Lots of us guys are like that. We don’t just want a new car that can get us to our destination, we’re looking for how fast it can take us from 0 to 60 mph.
But not everything in life works like that…
- If it took you two decades to put on those extra pounds, you won’t be able to remove them in two days.
- If you’ve been on a downward spiral of debt for years, you’ll have to be patient as you make the necessary changes to dig yourself out.
- If you’ve allowed your muscles to deteriorate since the beginning of the century, a week at the gym isn’t going to immediately turn things around.
I know, it’s hard to accept the reality that some things take time. Ever since the invention of the microwave oven, our understanding of goal-setting has been skewed. Why can’t we make the changes in our lives as fast as it takes to cook a bag of microwave popcorn?
As another year begins, I find myself (as always) trying to figure out my objectives. You probably have been doing that too. As we dive into 2016, I’m trusting that we’re right on the brink of some wonderful changes and progress. Today I feel the same kind of excitement the Israelites must have felt when they were about to enter into their Promised Land.
But I’m also reminded of a word of caution God gave His people as they prepared to enter into their place of new beginnings (Exodus 23:28-3). Even though He had prepared a great land for them to enter and enjoy, He made certain things clear about what they would experience in the process:
- They would encounter enemies and obstacles (v. 28). No matter what you hope to achieve in the new year, it’s certain that you will have to overcome some hurdles along the way.

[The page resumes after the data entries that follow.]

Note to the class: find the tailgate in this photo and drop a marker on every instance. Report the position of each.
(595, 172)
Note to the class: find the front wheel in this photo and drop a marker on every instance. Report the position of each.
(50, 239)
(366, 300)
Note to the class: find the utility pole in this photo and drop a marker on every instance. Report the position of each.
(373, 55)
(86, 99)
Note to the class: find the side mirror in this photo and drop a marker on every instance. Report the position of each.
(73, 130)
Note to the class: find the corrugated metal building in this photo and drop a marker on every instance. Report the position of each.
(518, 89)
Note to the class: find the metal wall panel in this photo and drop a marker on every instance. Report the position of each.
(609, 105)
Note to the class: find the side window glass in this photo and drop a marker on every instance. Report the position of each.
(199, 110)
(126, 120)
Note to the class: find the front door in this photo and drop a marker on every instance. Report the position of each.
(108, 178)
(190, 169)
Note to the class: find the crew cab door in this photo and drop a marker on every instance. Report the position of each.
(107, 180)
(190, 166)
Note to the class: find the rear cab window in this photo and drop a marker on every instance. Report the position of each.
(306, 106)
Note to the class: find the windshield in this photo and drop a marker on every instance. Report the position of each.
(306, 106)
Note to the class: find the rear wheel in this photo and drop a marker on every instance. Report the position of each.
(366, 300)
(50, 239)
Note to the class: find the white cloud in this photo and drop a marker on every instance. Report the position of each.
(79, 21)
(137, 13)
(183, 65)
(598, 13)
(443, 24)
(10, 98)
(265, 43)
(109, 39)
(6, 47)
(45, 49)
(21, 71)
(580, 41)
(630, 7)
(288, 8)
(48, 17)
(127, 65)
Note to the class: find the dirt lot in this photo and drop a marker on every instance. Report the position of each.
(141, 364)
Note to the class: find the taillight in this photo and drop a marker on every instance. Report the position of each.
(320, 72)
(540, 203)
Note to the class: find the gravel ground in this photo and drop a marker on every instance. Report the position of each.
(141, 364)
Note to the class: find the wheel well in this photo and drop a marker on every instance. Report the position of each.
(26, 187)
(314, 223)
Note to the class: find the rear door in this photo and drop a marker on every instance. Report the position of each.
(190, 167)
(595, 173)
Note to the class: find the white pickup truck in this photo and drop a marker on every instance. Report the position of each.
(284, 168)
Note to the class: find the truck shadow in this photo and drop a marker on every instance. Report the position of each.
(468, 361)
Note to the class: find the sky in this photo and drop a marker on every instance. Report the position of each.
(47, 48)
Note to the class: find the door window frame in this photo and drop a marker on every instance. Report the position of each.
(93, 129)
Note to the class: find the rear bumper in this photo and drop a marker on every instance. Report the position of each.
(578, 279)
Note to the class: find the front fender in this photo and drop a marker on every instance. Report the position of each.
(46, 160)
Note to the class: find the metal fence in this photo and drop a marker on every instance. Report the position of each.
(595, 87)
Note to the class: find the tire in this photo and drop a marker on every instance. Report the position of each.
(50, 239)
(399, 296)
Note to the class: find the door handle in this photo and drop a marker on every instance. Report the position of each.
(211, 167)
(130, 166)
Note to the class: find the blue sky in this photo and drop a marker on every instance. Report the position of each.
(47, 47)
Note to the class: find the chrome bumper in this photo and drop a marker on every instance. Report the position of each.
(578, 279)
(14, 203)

- They would have to view possession of the Promised Land as a long-term process, not a quick and easy event (v. 29). As Christians we’re sometimes so wrapped up in one-time events and breakthroughs that we don’t commit ourselves to persevere for the long haul. Let’s remember: We’re in a marathon, not a sprint.
- Although God would help them in this journey of faith, they would have to recognize that their progress would come “little by little” (v. 30). I’ll admit, I don’t really like this. I would prefer God to always give us progress as a quantum leap. But that is seldom how things work. Yes, if you starve yourself for 40 days, you can say you’ve lost weight. But the “little by little” plan is far healthier and works better in the long run.
So, my friend, I hope you’ll be patient and persistent as you pursue your objectives for the new year. Little by little, the Promised Land can be yours.